Ce condamne, qui triple autour de lui sa garde,
Perd sa peine. Son tour approche. Quand? Bientot.
C'est pourquoi l'on entend un grondement la-haut.
L'ombre est sur vos palais, o rois. La nuit l'apporte.
Tel que l'executeur frappant a votre porte,
Le tonnerre demande a parler a quelqu'un.
Et cependant l'odeur des morts, affreux parfum
Qui se mele a l'encens des Tedeums superbes,
Monte du fond des bois, du fond des pres pleins d'herbes,
Des steppes, des marais, des vallons, en tous lieux!
Au fatal boulevard de Paris oublieux,
Au Mexique, en Pologne, en Crete ou la nuit tombe,
En Italie, on sent un miasme de tombe,
Comme si, sur ce globe et sous le firmament,
Etant dans sa saison d'epanouissement,
Vaste mancenillier de la terre en demence,
Le carnage vermeil ouvrait sa fleur immense.
Partout des egorges! des massacres partout!
Le cadavre est a terre et l'idee est debout.
Ils gisent etendus dans les plaines farouches,
L'appel aux armes flotte au-dessus de leurs bouches.
On les dirait semes. Ils le sont. Le sillon
Se nomme liberte. La mort est l'aquilon,
Et les morts glorieux sont la graine sublime
Qu'elle disperse au loin sur l'avenir, abime.
Germez, heros! et vous, cadavres, pourrissez.
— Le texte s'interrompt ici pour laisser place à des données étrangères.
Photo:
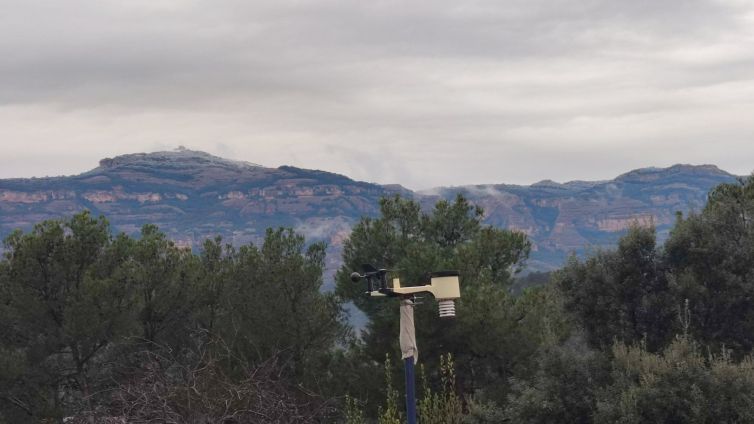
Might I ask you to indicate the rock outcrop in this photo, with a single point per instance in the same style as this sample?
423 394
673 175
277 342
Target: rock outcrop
193 196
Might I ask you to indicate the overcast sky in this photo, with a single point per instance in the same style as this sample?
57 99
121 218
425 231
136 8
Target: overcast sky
422 93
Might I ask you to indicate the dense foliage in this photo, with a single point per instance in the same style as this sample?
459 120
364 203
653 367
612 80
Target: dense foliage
138 329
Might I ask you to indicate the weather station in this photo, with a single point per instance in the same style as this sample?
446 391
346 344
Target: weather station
444 286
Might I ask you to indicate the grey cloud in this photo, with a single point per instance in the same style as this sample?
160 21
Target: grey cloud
440 92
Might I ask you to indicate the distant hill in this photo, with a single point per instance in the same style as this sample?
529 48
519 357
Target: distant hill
585 215
193 195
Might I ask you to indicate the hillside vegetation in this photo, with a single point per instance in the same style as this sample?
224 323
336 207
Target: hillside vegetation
134 328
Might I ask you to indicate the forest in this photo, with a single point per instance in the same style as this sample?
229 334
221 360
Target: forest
98 327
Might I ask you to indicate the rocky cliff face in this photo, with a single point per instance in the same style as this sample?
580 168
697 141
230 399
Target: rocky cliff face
192 196
580 215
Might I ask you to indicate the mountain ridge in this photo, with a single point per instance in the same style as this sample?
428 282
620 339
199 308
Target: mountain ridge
193 195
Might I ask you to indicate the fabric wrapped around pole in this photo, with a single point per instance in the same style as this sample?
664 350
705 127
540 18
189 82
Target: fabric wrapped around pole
408 332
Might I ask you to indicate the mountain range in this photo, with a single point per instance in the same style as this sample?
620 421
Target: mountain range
192 195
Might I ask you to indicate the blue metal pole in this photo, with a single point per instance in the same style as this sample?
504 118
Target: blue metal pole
410 390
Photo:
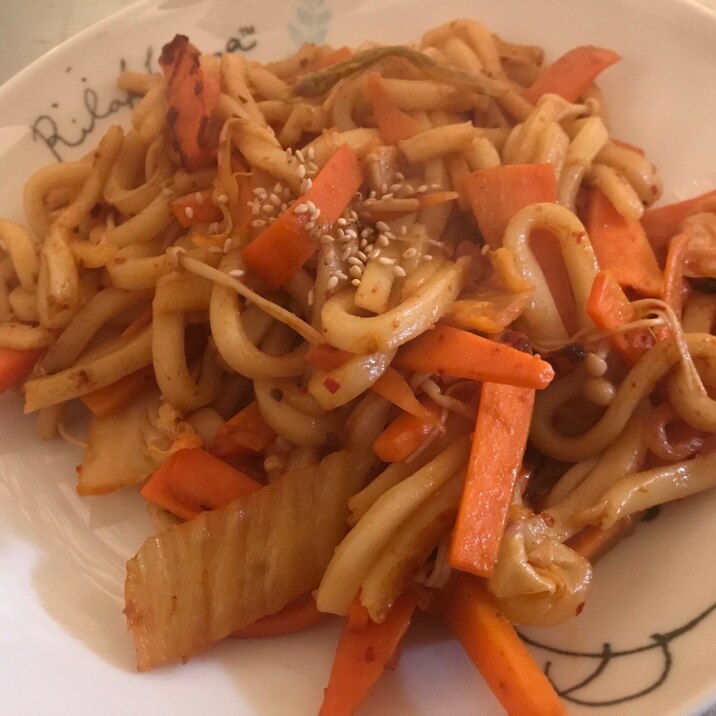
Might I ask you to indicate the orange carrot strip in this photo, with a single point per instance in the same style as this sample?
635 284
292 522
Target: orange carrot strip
498 447
498 193
405 435
572 73
662 223
393 387
196 208
393 123
327 357
105 401
609 308
281 249
192 95
139 323
297 616
626 145
361 658
193 480
247 433
674 284
452 351
621 246
16 365
498 652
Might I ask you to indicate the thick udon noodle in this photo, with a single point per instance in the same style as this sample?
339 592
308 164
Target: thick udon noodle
104 248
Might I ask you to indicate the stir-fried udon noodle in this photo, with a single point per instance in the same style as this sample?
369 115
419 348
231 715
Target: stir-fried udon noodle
361 323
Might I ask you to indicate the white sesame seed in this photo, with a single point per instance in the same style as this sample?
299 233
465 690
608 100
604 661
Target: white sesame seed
595 365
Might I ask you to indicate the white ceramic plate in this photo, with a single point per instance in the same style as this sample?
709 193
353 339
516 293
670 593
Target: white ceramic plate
63 644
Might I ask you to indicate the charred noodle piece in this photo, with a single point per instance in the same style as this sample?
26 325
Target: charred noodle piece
198 582
192 95
315 84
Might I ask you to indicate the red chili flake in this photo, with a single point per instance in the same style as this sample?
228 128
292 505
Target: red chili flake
331 384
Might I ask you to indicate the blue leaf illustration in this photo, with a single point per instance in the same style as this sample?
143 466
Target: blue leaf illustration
296 35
Fais ton oeuvre, o mystere! epars, nus, herisses,
Beants, montrant au ciel leurs bras coupes qui pendent,
Tous ces extermines immobiles attendent.
Et tandis que les rois, joyeux et desastreux,
Font une fete auguste et triomphale entre eux,
Tandis que leur olympe abonde, au fond des nues,
En fanfare, en festins, en joie, en gorges nues,
Rit, chante, et, sur nos fronts, montre aux hommes contents
Une fraternite de czars et de sultans,
De son cote, la-bas, au desert, sous la bise,
Dans l'ombre avec la mort le vautour fraternise;
Les betes du sepulcre ont leur vil rendez-vous;
Le freux, la louche orfraie, et le pygargue roux,
L'apre autour, les milans, feroces hirondelles,
Volent droit aux charniers, et tous a tire-d'ailes.
Se hatent vers les morts, et ces rauques oiseaux
S'abattent, l'un mordant la chair, l'autre les os,
Et, criant, s'appelant, le feu sous les paupieres,
Viennent boire le sang qui coule entre les pierres.